Andrew Arthur, CIS resident fellow in law and policy and a retired immigration judge, said in a previous interview that parole should be a “very, very boutique thing.”
It should be used, for example, when a family member needs entry into the United States to donate a kidney to his brother or if a witness to a criminal case is needed to testify, Arthur said. As associate general counsel in the former federal immigration agency, he said he would see a handful of parole cases each year.
One man who Bensman encountered in Mexicali had a doctor at the shelter attest to his need for medical treatment for lung cancer. The man was approved to travel into the United States under parole authority for free cancer treatment the next day, Bensman said in his report.
“If applicants claim they’re fleeing danger, university law professors and students help them file police reports over the phone to home countries after the fact, then get the police reports sent back as ‘evidence,’ three shelter managers confirmed,” he said.
Under this new parole program south of the border, he said it’s impossible to estimate how many aliens had been processed in Mexico and brought to the United States because the process is almost “invisible,” but all the shelters he knows of are “swamped and expanding.”
The parole being used on the U.S. side of the border also has been ramping up.
In October, another 68,837 were released under parole and an additional 20,500 were released with an immigration court date.
By adding the parole system, Bensman said the United States is enticing more people to come.
In Mexico
Bensman relayed a conversation he had with a Mexicali city official, Aaron Gomez, who said he was tapped to run the Mexican side of the operation partnered with Calexico, California.“They needed to open a new entrance right here, and they needed someone to run it,” Gomez told Bensman. “It was a favor the Americans asked for with this program.”
Gomez said U.S. officials told them, “They’re going to cross either way. This will keep them from getting hurt.”
Between Sept. 9 and Nov. 3, Gomez said he’s sent more than 1,150 parolees into Calexico, and the program is ramping up. Many are Mexican nationals, as well as those from El Salvador, Honduras, Nicaragua, and other nations.
The Mexicali city shelter system—currently holding 3,000 migrants—is full, and the city is building an expansion to triple its capacity.
Bensman said the program is operating south of San Diego and Calexico in California, Douglas in Arizona, and El Paso, Laredo, McAllen, and Brownsville in Texas.

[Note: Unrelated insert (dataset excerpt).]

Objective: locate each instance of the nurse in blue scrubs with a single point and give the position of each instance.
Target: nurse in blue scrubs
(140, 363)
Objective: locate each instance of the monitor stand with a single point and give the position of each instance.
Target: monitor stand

“Mexico also appears to have set up operations well south of the American border, in Cancun on Mexico’s southern Caribbean coast and in Monterrey farther north, where pre-approved immigrants are flown into American airports,” he said.
That allows the Biden administration to avoid having to add these aliens to the illegal border crossing statistics.
Department of Homeland Security Secretary Alejandro Mayorkas has maintained his intent to create more legal pathways for hopeful migrants in a more “safe, orderly, and humane” system into the United States—which reflects the U.N.’s goals.
“This has to be what they’re talking about,” Bensman said. “It does two things that are just utterly irresistible—it provides very fast work authorization and enables beneficiaries to avoid having to pay cartel fees to cross.”
However, there are already corruption issues.
Bensman said migrants have told a Tijuana-based pastor at a shelter that local officials are demanding bribes of 5,000 to 10,000 pesos ($250 to $500) for migrants to get on the government shelter lists for more guaranteed, faster border crossings.
CBP didn’t respond to a request from The Epoch Times for the number and nationalities of aliens who have been paroled in and through which ports of entry under this program with Mexico.
As far as reining in the use of parole, Bensman said he thinks a current Florida lawsuit might have the best chance.
“I think that’s the only hope—that they get an injunction, and this thing gets to the Supreme Court, fast,” he said.